Errances

 

Prétextes

musique : Mark Hollis "Colour of spring"

Les photos d'un voyage en Bolivie, les textes entrelacés et la musique servent de prétexte les uns aux autres. Prétextes à des voyages musicaux, visuels et littéraires. Les textes ne vont pas avec les photos qui ne vont pas avec la musique. Et pourtant ils vont tous ensemble quand même. Si on veut.

Le sens ? il n'y a pas d'autre sens que celui de la vie qui passe… et qu'on essaie de rendre belle. Les histoires s'entrecroisent, les musiques se caressent, les images s'épanchent.

C'est l'âme qui s'épanouit dans les prétextes...

"And yet I'll gaze
the colour of spring..."

(Mark Hollis)

Flânerie où l'on peut prendre son temps. Ecouter les morceaux tranquillement en regardant les photos.
Ne plus écouter que la musique, en préparant un thé...

se décider ensuite à cliquer pour découvrir le texte ou le morceau suivant...

Il y a en tout trois heures de musiques. Depuis l'atmosphère envoutante, belle et suffocante de l'Altiplano, jusqu'au soleil d'Amazonie.

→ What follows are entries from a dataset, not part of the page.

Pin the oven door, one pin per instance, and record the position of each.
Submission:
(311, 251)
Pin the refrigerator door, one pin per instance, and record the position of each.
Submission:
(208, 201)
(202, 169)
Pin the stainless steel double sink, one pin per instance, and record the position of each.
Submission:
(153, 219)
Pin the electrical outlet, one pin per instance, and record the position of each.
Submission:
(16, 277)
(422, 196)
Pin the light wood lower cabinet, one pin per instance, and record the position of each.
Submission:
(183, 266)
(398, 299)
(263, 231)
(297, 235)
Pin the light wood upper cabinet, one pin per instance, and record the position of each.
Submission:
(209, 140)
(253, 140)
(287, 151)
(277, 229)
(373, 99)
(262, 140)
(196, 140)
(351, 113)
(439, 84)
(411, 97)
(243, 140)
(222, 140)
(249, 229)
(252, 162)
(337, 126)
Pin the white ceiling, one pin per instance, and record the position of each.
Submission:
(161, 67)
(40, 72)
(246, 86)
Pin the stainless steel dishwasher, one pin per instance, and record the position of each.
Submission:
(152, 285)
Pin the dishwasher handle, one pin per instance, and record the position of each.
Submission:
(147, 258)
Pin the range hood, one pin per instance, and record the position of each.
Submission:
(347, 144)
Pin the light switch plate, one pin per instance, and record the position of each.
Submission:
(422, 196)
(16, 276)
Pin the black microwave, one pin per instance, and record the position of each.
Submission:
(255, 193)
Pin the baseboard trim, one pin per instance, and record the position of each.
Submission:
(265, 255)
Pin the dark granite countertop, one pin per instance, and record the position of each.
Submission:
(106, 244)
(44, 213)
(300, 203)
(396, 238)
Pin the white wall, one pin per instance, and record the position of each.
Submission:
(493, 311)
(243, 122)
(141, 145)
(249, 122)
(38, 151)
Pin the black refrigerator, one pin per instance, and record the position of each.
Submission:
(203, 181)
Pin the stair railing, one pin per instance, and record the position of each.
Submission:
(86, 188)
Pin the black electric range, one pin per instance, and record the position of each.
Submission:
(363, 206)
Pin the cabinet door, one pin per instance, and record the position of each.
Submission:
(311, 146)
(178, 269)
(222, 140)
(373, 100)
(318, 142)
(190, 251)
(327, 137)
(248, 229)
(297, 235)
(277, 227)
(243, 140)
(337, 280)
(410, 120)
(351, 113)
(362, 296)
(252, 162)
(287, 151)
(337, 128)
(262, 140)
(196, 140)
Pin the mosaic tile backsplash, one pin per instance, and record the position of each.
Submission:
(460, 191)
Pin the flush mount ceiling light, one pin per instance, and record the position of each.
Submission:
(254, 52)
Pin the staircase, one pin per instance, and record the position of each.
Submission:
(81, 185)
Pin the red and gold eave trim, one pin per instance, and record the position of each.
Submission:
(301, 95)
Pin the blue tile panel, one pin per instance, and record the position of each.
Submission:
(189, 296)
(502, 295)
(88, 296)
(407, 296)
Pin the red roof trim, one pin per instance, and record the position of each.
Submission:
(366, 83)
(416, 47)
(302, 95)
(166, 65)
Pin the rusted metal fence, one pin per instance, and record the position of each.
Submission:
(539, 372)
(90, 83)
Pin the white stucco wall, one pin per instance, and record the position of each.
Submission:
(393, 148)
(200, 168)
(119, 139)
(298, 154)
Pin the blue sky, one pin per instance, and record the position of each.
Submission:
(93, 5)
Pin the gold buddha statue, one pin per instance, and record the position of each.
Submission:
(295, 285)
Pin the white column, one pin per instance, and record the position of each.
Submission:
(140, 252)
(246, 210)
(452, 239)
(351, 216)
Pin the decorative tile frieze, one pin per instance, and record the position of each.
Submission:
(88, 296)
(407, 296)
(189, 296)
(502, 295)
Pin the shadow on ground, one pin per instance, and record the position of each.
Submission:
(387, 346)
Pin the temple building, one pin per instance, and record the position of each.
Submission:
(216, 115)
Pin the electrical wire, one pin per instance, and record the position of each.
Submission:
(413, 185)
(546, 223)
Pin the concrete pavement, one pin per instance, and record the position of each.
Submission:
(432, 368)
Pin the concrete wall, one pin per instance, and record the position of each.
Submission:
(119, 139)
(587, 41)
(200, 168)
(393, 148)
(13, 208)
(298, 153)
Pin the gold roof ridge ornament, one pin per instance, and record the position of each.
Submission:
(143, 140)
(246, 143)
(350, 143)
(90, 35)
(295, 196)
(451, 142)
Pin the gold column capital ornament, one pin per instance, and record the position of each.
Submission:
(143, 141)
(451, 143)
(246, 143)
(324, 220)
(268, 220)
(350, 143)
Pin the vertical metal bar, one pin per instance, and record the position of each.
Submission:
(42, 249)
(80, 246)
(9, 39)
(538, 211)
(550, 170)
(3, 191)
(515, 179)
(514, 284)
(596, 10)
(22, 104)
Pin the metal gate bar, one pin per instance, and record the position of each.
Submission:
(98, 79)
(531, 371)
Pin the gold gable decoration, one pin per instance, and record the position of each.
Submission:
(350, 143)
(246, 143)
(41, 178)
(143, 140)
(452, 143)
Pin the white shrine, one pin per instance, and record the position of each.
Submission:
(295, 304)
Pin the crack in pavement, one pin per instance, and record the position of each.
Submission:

Le jardin était d'orangers, l'ombre bleue, des oiseaux pépiaient dans les branches. Le grand vaisseau, tous feux allumés, avançait lentement, entre ces rives silencieuses. Qu'est-ce que la couleur, se demanda celui qui venait de pousser la petite porte basse, dont le bois s'effritait, s'en allait par plaques après tant d'années, tant de pluies. Peut-être est-elle le signe que Dieu nous fait à travers le monde, parce que de ce vert à ce bleu ou à cet ocre un peu rouge c'est en somme comme une phrase mais qui n'a pas de sens, et qui donc se tait, comme lui ? Le bateau s'était arrêté, mieux visibles étaient maintenant toutes ces personnes qui allaient et venaient sur un des ponts, silhouettes noires au-dessus de petites flammes, dans des fumées. Mais le monde n'a pas de couleurs, comme on le croit si naïvement, se dit-il encore, c'est la couleur qui est, seule, et ses ombres à lui, lieux ou choses, ne sont que la façon qu'elle a de se nouer à soi seule, de s'inquiéter de soi, de chercher rivage. La nuit tombe, le jour se lève, mais c'est toujours le même bleu, parfois gris, ou le même rouge à travers les heures, n'est-ce pas ? Et quant aux mots !...

On descendait du bateau, déjà, des enfants, beaucoup d'enfants qui couraient en tous sens, riaient, puis une femme âgée, la tête ceinte de flammes, puis un vieillard au bras d'un jeune homme, vêtu de blanc. Et combien d'autres encore !

Mais lui, déjà, cet autre arrivant, ne regardait plus, qui avançait tout pensif dans le jardin des orangers, sur le sable.